Kadima, unexpectedly, has won bragging rights by winning the most seats, 28 to Likud’s 27. (The results are not quite final, and postal votes could still shift a seat here or there.) But with 61 needed for a majority, the two are effectively deadlocked, with Likud, whose vote more than doubled from 2006, in the stronger position.

Broadly speaking, there are three possible outcomes. Most probably, Likud will succeed in assembling a right-wing coalition; with its natural allies, Yisrael Beiteinu and the four religious parties, it has 65 seats, up from 50 in the old Knesset. Benyamin Netanyahu would become prime minister on a platform of resisting compromise with the Palestinians.

Much less likely, Kadima’s Tzipi Livni might succeed in putting together a coalition excluding Likud. The combined centre-left strength is 55 seats, although that includes the three Arab parties, which have traditionally been left out of coalition-making. Livni would need to attract either Shas, the largest religious party (11 seats), or Yisrael Beiteinu (15).

Neither is impossible; Shas is out for money and privileges for its ultra-Orthodox constituents, but has no particular attachment to Likud’s policy positions, while Yisrael Beiteinu, although virulently anti-Arab, has sat in government with Kadima before and clearly fancies itself as kingmaker. Any such government, however, would be fragile at best.

An intermediate possibility is that the three mainstream parties — Kadima, Likud and Labour, with 68 seats between them — could join in a grand coalition to shut out the extremists. Given the need for Israelis to somehow forge a consensus on the peace process, that may be the most attractive option. The stumbling block, however, would be the question of who is to lead it.

Livni would seem to have better claims, as the most centrist and leader of the largest party, but the greater strength of Netanyahu’s allies puts him in a much better bargaining position. Placed in a somewhat similar position in the 1980s, Labour and Likud agreed to alternate the prime ministership, so even that option should not be ruled out.

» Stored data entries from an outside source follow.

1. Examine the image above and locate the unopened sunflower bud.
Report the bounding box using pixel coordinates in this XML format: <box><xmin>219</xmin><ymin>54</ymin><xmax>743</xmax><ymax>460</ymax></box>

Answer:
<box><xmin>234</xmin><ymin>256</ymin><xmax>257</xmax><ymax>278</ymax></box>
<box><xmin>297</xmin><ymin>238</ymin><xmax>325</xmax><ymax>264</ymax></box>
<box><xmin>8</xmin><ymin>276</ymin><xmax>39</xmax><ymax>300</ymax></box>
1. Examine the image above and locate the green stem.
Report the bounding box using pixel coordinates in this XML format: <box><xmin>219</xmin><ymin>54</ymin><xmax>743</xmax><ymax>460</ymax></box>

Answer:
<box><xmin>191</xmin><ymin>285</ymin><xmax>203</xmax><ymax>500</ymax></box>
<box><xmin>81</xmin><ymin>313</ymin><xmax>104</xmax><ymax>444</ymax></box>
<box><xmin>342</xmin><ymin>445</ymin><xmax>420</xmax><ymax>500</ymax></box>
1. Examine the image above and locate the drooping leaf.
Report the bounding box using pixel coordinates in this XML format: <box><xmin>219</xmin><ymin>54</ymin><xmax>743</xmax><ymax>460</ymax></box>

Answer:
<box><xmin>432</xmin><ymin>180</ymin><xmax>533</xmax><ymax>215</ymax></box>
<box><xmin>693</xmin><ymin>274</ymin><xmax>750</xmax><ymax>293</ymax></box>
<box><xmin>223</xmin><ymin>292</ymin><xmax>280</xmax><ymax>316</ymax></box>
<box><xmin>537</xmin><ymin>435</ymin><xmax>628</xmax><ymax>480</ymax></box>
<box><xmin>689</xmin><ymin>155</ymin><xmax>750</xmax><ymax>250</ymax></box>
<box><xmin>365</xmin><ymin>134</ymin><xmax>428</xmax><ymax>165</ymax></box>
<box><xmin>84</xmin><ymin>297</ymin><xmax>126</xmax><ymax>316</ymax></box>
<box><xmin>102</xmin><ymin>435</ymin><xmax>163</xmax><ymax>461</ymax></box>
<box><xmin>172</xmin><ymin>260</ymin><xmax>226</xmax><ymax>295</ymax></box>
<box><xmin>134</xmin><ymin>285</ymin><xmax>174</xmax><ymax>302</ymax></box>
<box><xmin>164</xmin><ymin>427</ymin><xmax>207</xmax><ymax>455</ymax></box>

As expected, this post-election uncertainty is being used as an argument by those opposed to proportional representation: David Blair in the Telegraph claims that “Israel’s electoral system guarantees that parties who are bitterly opposed to any territorial concessions to the Palestinians will be part of a government.”

But this is a classic case of shooting the messenger. The extremists are powerful only when (a) significant numbers of people vote for them, and (b) the moderate parties refuse to agree on keeping them out. Blame them, don’t blame democracy.